Use PHP to read the instance code of a large file

Source: Internet
Author: User
Tags mssql client
The problem caused by a large amount of data is that a single file is very large and it is not easy to open this file, so don't count on it in Notepad. decisively, the database of various website account information leaked at the end of last year, this is awesome. I also downloaded several databases and prepared to learn from data analysts to analyze the account information.
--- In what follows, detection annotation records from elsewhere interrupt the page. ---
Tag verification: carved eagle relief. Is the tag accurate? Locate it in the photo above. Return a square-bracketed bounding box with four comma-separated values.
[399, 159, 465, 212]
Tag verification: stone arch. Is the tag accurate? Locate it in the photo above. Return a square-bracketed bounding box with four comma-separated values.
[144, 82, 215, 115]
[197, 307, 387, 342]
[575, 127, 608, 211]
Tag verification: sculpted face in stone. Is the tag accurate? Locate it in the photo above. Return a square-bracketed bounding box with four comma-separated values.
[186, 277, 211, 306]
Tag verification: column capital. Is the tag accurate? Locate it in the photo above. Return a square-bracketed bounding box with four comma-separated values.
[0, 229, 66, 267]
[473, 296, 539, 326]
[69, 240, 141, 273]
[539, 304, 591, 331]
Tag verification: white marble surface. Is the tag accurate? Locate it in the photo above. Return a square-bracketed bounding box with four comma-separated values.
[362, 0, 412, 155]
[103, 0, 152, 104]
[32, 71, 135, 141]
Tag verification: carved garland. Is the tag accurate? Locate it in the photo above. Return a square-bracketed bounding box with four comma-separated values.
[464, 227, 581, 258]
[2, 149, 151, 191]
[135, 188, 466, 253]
Although the data information has been "organized", it is useful to learn it by yourself. after all, there is such a large amount of data.

The problem caused by a large amount of data is that a single file is very large and it is not easy to open this file. don't count on it in notepad, and choose to crash. The MSSQL client cannot open such a large SQL file and reports insufficient memory. it is said that when MSSQL reads data, it puts the read data in the memory at one time, if the data volume is too large and the memory is insufficient, the system will crash.

Navicat Premium
We recommend a software Navicat Premium, which is quite powerful. a few hundred megabytes of SQL files can be opened easily without any issue. In addition, this client software supports MSSQL, MYSQL, Oracle ...... And other database connections, and many other functions will be studied by myself.

Although Navicat can be used to open the 274MB SQL file of CSDN, the content is meaningless, and it is not convenient to query, classify, and count the account information. The only method is to read the data one by one, split different fragments of each record, and store these fragments in the database as data fields, this makes it easier for you to use it later.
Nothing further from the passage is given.